Targeting BCL6-Mediated Resistance to BCR-ABL Targeted Tyrosine Kinase Inhibitors (TKIs) in Philadelphia Chromosome Positive Acute Lymphoblastic Leukemia (Ph+ ALL) through the Addition of Histone Deacetylase (HDAC) Inhibitors

Introduction: Patients who harbor the Philadelphia (Ph+) chromosome t(9;22) translocation account for approximately 20-30% of adult ALL and 2-5% of pediatric ALL. Prior to approval and use of imatinib, a small molecule TKI which targets the Ph+ chromosome BCR-ABL1, these patients had poor survival & EFS – with long term survival rates in the 20% range. With the addition of imatinib and later generation TKIs to chemotherapy backbones and bone marrow transplant, EFS & survival rates have substantially improved – surpassing 50% in studies in adults and even higher in children. However, resistance to imatinib and other TKIs has become a significant problem in Ph+ ALL, especially in adults. ABL1 kinase domain mutations are the dominant form of TKI resistance, however other resistance mechanisms include upregulation of parallel pathways such as SRC family kinases, MAPK and BCL6 pathways. BCL6 is an oncogene that suppresses transcription of tumor suppressor genes such as p53 and CDNK1A. Interestingly, BCL6 has been shown to be upregulated and activated through deacetylation following imatinib treatment in Ph+ ALL, likely leading to its role in resistance. Histone deacetylase inhibitors (HDACi) have been shown to act synergistically with TKIs in imatinib sensitive and resistant Ph+ leukemia though multiple mechanisms including attenuation of BCR-ABL1 levels and other downstream proliferation promoting pathways. We have shown that HDACi treatment acetylates (and thus inactivates) BCL6 in Ph+ ALL, and that the combination of HDACis and TKIs leads to synergistic effects in vitro and in vivo (using xenograft models).

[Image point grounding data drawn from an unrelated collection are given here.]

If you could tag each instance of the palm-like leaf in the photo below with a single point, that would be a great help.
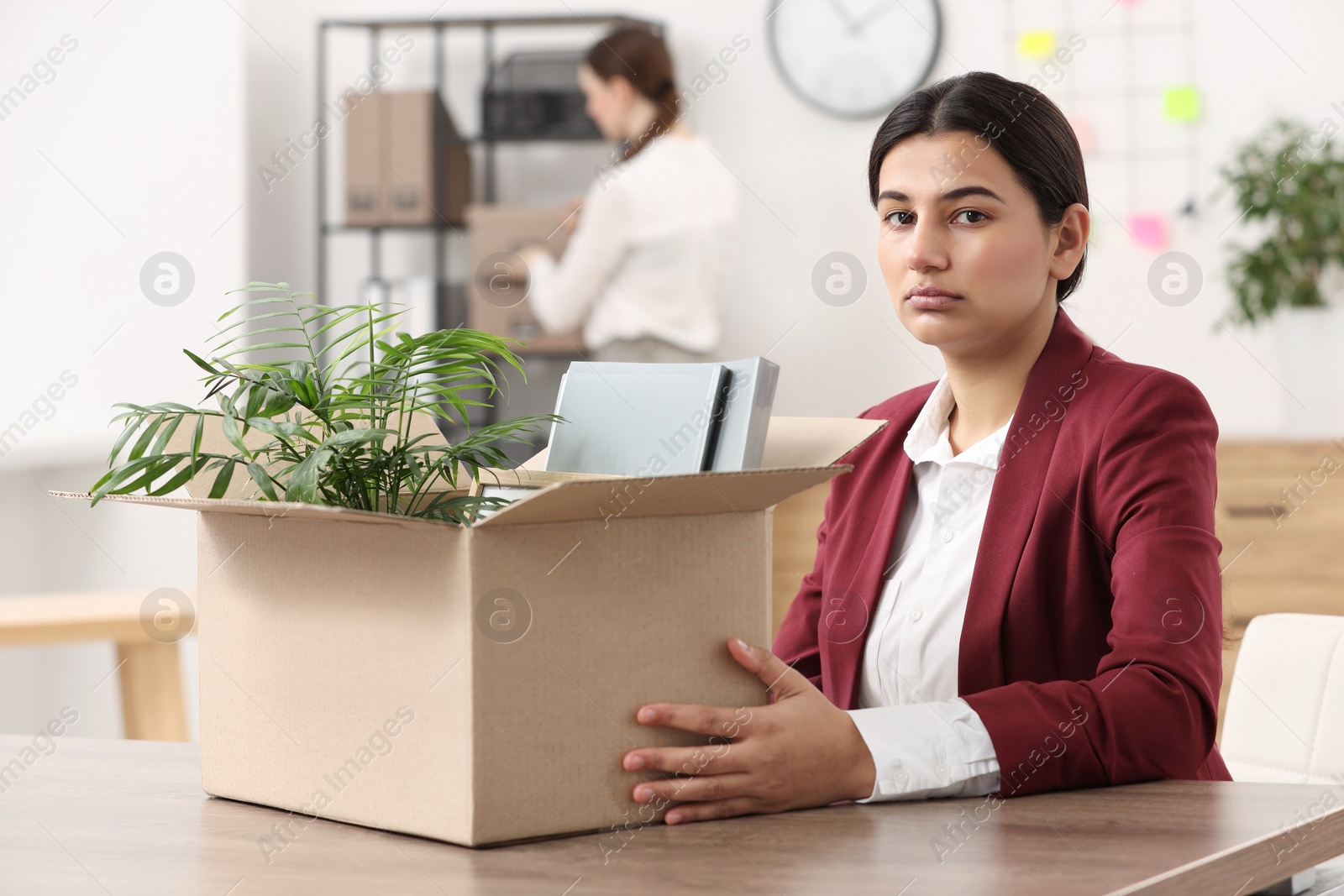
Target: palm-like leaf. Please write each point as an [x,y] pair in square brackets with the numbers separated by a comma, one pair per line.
[336,417]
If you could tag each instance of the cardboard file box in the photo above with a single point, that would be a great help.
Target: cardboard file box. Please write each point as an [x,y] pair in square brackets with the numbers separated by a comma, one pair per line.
[405,164]
[479,685]
[495,296]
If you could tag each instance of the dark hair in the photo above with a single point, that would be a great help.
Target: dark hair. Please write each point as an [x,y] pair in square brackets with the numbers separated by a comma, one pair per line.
[640,56]
[1027,129]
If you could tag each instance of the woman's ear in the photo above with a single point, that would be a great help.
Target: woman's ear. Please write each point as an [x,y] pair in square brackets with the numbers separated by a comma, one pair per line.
[622,89]
[1070,241]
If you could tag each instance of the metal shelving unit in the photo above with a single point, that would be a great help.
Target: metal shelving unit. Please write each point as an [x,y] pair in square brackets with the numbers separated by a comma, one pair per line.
[488,27]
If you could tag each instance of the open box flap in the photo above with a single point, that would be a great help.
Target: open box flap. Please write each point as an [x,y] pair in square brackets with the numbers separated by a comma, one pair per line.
[288,510]
[682,495]
[796,441]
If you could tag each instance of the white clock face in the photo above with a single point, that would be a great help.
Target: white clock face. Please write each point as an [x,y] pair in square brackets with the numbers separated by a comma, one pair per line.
[853,58]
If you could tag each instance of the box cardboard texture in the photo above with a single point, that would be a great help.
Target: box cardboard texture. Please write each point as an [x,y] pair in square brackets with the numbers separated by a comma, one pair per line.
[405,164]
[479,685]
[496,234]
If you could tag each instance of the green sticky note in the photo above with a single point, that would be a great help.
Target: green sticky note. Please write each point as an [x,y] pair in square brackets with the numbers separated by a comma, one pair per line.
[1035,45]
[1180,102]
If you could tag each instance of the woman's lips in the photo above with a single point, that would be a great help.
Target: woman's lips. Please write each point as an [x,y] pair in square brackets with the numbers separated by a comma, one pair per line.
[932,302]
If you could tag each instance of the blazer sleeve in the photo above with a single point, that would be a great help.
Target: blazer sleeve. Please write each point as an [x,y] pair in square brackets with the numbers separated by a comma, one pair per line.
[1151,710]
[796,642]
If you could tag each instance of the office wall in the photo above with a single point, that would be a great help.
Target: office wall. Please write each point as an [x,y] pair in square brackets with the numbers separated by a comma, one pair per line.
[124,140]
[803,176]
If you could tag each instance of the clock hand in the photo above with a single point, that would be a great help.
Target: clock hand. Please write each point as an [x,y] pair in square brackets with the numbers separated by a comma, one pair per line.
[871,16]
[844,15]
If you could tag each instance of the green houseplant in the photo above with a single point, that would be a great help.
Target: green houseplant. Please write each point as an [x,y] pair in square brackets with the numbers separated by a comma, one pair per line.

Methods: In vitro WST-1 cell viability assays were carried out on TOM1 cells (non-ABL1 mutant, imatinib sensitive Ph+ ALL) and NALM1 cells (non-ABL1 mutant, imatinib resistant CML lymphoid blast crisis) with imatinib and entinostat (a HDACi). Synergy was assessed using Calcusyn software. Western blots were performed assessing BCL6 expression and acetylation, and expression of downstream effectors of apoptosis. Two separate in vivo xenograft mouse experiments were performed transplanting TOM1 and NALM1 cells into Nod SCID Gamma (NSG) mice. Cohorts of TOM1 mice were treated with imatinib 50mg/kg BID, entinostat 15mg/kg QD, imatinib plus entinostat combination, or vehicle control. In the NALM1 mice we added a higher dose imatinib cohort (100 mg/kg BID) due to known imatinib resistance.

Results: In vitro, there was substantially more synergy of the imatinib/entinostat combination in imatinib-resistant NALM1 cells vs. the imatinib-sensitive TOM1 cells. Average Combination Index (CI) values in TOM1 cells across multiple entinostat and imatinib doses was 1.2 (CI: =1 suggest additive effect, <1 = synergy, >1 = antagonism), while the CI in NALM1 cells at the same dose combinations was 0.53. We noted BCL6 upregulation and decreased BCL6 acetylation – signs correlating with resistance – in Western blots of NALM1 and TOM1 cells treated with imatinib, while exposure to entinostat caused increased acetylation of BCL6 and increased expression of downstream tumor suppressors.
In the imatinib-sensitive TOM1 xenograft trial, the combination displayed a significant reduction in bone marrow leukemic blast involvement versus control following 6 weeks of dosing as measured by flow cytometry (36.9% mean decrease, p=0.001). There was a trend toward decreased bone marrow involvement between the combination treatment and other active treatment arms. There was no difference in peripheral blood blast percentage between arms. In the imatinib-resistant NALM1 xenograft trial, the combination showed a significant decrease in peripheral blood blast percentage in the combination arms versus all other arms after only two weeks of therapy (p=0.0008).

Conclusions: Upregulation of activated BCL6 is a known mechanism of resistance in Ph+ ALL that may be abrogated by acetylation of BCL6 with HDACi, as our in-vitro data suggests. Further, we have shown in xenograft models of Ph+ acute lymphoblastic leukemia that combination therapy with HDACi + imatinib, even in imatinib-resistant leukemia, has significant activity. Interestingly, the combination appears more active in resistant disease than in imatinib-sensitive disease. This combination could prove a viable strategy to attenuate imatinib- (and perhaps other TKI-) resistance in Ph+ ALL relapse, particularly in cases not driven by ABL1 kinase domain mutations.